Wednesday, August 21, 2013

I Want Full Custody

     Every parent wants full custody of their child or children.  This makes sense.  It is what you are used to.  You come home and the child is there.  Divorce changes all of that.  Suddenly your time is governed by the legislature or a judge.  There is a piece of paper that you have to follow.  If you get the statutory minimum in Utah you are stuck with every other weekend and a three hour visit during the week.  Yea! What can you really do in 3 hours?  Also, what kid wants to be uprooted from their friends to spend the only free time they have during the school year with their mom or dad?  This is especially hard when the child is a teenager and not able to drive.  

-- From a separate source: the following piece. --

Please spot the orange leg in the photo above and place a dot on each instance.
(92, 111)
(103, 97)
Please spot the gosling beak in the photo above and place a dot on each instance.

      When going through a divorce, you should set aside your feelings of dislike, distrust, or even hate for your soon to be ex (and this is not easy or may even be impossible), and determine what situation works for the well being of your children.  If your ex is a loser who has never really paid much attention to your children, then absolutely you should have full custody.  If your soon to be ex is a loving caring parent, then there is no reason to exclude him/her out of the parenting equation or relegate them to "Disneyland" parent status by grabbing for full custody.  Before digging your heels into the litigation, you should analyze your concerns and desire for full custody.     

     If you would like more information or want to discuss your child custody issue, please contact me at (801) 871-2240.

Friday, August 9, 2013

A Major Mistake in a Divorce

A strategy often used in a divorce is to withhold finances to the other party by either draining the bank accounts or simply not having funds deposited in the accounts.  Another tactic is to not pay utilities or credit cards so that third party creditors can then harass your soon to be ex-spouse.  Then when the moment is right, they dangle a settlement in front of the other person as a means to solve their financial problems.  I have even seen lawyers draft such stipulations and give them to their clients to give to their soon to be ex-spouse because they cannot directly contact the other party if they are represented by legal counsel.

Agreeing to and signing such "shotgun" settlements is a major mistake.  These settlements usually contain harsh terms that virtually give away rights that the other party would not have.  Even if you are not represented by a lawyer, you will want a lawyer to review any document you sign.  Remember that your soon to be ex-spouse is not looking out for your best interest.